Given some unnecessary risk associated with underwater egress from crashed seaplanes and the apparent lack of initiatives within the seaplane community to address the issue, on 02 March 2000, the TSB issued Aviation Safety Advisory A000003-1 to TC. It suggested that TC consider reviewing the previous safety recommendations contained in the TSB safety studies in order to develop effective measures that would enhance the likelihood of escape from cabins of submerged seaplanes.
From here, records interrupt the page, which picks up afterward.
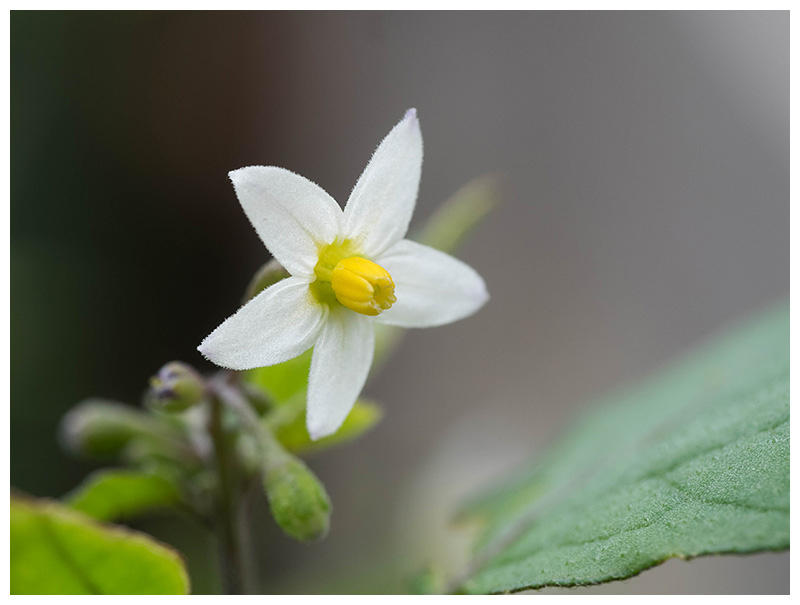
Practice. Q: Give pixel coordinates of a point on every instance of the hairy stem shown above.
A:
(228, 523)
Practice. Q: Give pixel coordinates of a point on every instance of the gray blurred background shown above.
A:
(647, 162)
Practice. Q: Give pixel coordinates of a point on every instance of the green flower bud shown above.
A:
(298, 500)
(175, 388)
(97, 428)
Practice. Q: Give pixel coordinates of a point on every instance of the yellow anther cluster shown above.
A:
(363, 286)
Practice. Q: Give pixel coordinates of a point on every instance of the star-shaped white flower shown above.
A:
(348, 269)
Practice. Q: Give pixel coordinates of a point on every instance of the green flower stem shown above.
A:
(228, 522)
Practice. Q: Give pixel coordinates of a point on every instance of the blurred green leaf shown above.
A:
(693, 461)
(288, 424)
(283, 381)
(111, 495)
(55, 550)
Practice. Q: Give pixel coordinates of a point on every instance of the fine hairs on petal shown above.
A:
(278, 324)
(380, 206)
(300, 224)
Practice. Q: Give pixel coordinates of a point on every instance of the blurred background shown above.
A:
(647, 163)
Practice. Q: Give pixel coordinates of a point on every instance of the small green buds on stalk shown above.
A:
(298, 501)
(98, 428)
(176, 388)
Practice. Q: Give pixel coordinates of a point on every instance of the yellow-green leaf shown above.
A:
(55, 550)
(111, 495)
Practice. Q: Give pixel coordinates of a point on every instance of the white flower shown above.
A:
(348, 269)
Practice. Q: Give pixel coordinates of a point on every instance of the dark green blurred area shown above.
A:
(110, 249)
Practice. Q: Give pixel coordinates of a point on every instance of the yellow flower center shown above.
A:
(355, 282)
(363, 286)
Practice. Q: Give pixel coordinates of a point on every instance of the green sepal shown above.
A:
(55, 550)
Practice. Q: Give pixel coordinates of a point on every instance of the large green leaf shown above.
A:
(693, 461)
(111, 495)
(55, 550)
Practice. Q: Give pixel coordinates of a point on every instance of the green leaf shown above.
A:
(288, 424)
(55, 550)
(693, 461)
(111, 495)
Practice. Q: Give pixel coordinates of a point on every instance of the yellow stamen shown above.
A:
(362, 286)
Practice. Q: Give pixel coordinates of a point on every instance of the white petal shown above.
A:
(280, 323)
(339, 367)
(291, 215)
(432, 288)
(382, 202)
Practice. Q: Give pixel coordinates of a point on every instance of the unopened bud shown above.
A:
(175, 388)
(100, 429)
(298, 500)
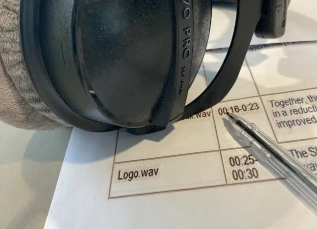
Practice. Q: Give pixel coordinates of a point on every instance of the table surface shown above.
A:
(30, 163)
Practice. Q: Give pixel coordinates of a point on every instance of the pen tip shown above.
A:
(229, 115)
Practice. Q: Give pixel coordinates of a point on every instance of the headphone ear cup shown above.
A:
(202, 21)
(21, 105)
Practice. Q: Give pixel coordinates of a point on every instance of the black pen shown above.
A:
(298, 175)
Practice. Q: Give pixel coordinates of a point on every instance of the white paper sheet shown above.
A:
(301, 25)
(198, 176)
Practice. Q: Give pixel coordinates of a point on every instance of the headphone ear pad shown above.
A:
(20, 105)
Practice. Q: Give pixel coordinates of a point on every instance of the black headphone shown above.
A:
(101, 65)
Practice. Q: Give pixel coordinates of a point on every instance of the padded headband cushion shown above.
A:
(20, 104)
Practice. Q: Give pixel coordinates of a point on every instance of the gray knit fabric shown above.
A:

This report concludes the Transportation Safety Board's investigation into this occurrence. Consequently, the Board authorized the release of this report on 6 April 2000.

Appendix A - Glossary

agl above ground level
B.C. British Columbia
CASB Canadian Aviation Safety Board
ELT emergency locator transmitter
FM frequency modulation
knots nautical miles per hour
METAR aviation routine weather report
nm nautical mile
PDT Pacific daylight time
sm statute mile
TC Transport Canada
TSB Transportation Safety Board of Canada
WAS Canada Water Aerodrome Supplement
º degree(s)

1. All times are Pacific daylight time (PDT) (Coordinated Universal Time [UTC] minus seven hours) unless otherwise noted.

2. A Safety Study of Survivability in Seaplane Accidents [SA9401], TSB 1994.

3. The Carriage and Use of Overwater Life-Support Equipment in Canada, CASB, (88-SP001), 1988.

4. Smart Protection in Small Airplanes (AM-400-91/2), U.S. Department of Transportation, Federal Aviation Administration, 1991.